Die gezüchtete Hausfrau
Seit Jahrzehnten werden blonde Mädchen bevorzugt und gefördert, die ausgesprochen weibliche und hausfrauliche Neigungen an den Tag legen. Ihr einziger Daseinszweck ist es, dem Gatten zu gefallen, dem seinerseits werden deutlich mehr Freiheiten und Entwicklungsmöglichkeiten zugestanden. Diese folgsamen Mädchen werden auf Eloi-Schulen zusätzlich noch ausgebildet und mit niedlichen Namen versehen, während alle anderen als Morlock-Frauen ein gesellschaftlich geächtetes Randdasein führen und für den Fortpflanzungsmarkt nicht zur Verfügung stehen.
In dieses Finnland geraten die Schwestern Vera – neu benannt Vanna- und ihre jüngere Schwester Manna nachdem ihre Eltern bei einem Unfall ums Leben kommen und sie bei ihrer Großmutter im ländlichen Norden Finnlands aufwachsen. Vanna gibt nur vor, eine Eloi zu sein, um nicht von der Schwester getrennt zu werden, und die Großmutter hilft ihr dabei, trotzdem ihrer tatsächlichen Neigung nachzugehen. Der junge Landtechniker Jare, der auf dem Hof ein Praktikum macht, wird später, als Vanna in die Stadt zieht, zu ihrem Vertrauten.
Die beiden haben ein einträgliches Drogengeschäft am Laufen. Denn irgendjemand hat herausgefunden, dass man auch von Chili-Schoten high werden kann – durch den Schmerz zur Endorphinauschüttung zum Rausch (grob vereinfacht ausgedrückt). Selbstverständlich hat inzwischen auch die Gesundheitsbehörde davon Wind bekommen. Und durch den zufälligen Kontakt zu einer Sekte, die die Muttererde Gaia anbetet, kommt Vanna an den guten Stoff.

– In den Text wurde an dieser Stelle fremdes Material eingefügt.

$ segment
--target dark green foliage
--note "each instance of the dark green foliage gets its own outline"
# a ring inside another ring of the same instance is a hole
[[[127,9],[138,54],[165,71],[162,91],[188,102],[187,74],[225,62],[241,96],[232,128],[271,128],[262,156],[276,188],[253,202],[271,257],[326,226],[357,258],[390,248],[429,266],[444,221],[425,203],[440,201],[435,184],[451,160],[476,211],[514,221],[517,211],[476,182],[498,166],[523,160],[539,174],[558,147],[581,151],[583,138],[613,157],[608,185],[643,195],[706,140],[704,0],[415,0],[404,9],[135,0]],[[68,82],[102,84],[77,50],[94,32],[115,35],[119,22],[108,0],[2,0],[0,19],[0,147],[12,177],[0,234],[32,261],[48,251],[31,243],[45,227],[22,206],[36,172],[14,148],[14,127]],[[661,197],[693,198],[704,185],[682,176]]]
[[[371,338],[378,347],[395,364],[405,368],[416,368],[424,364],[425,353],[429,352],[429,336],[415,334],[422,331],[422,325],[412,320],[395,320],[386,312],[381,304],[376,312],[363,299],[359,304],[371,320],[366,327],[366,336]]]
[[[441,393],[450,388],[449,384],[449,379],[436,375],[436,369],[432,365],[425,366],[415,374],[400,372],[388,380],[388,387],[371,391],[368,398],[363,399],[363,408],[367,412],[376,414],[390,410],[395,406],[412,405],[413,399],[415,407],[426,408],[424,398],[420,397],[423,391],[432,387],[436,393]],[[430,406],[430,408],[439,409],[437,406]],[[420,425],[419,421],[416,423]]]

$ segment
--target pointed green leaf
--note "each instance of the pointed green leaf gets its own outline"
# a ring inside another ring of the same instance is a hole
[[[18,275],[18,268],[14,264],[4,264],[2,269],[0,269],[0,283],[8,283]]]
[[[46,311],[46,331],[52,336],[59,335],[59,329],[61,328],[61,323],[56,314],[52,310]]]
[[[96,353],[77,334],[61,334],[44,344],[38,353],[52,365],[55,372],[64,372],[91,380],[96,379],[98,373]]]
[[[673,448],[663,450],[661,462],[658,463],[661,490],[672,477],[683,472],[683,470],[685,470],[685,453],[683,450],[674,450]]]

Erzählung als Rückblende und Brief
Vera / Vanna erzählt ihre Geschichte im ersten Teil in einer Art Rückblende, die in Briefen an die inzwischen verschwundene und für tot erklärte jüngere Schwester ausformuliert wird. Daneben reihen sich noch offizielle Schriften zur Staatshygiene, um die finnische Befindlichkeit zu umreißen. Das liest sich bisweilen ein wenig bruchstückhaft, fragmentarisch und will nicht recht in Fluss kommen. Im zweiten Teil dann geht Vera/Vanna zu einem prosaischen Erzählen der Jetztzeit über und der Roman gewinnt an Erzählfluss und Spannung.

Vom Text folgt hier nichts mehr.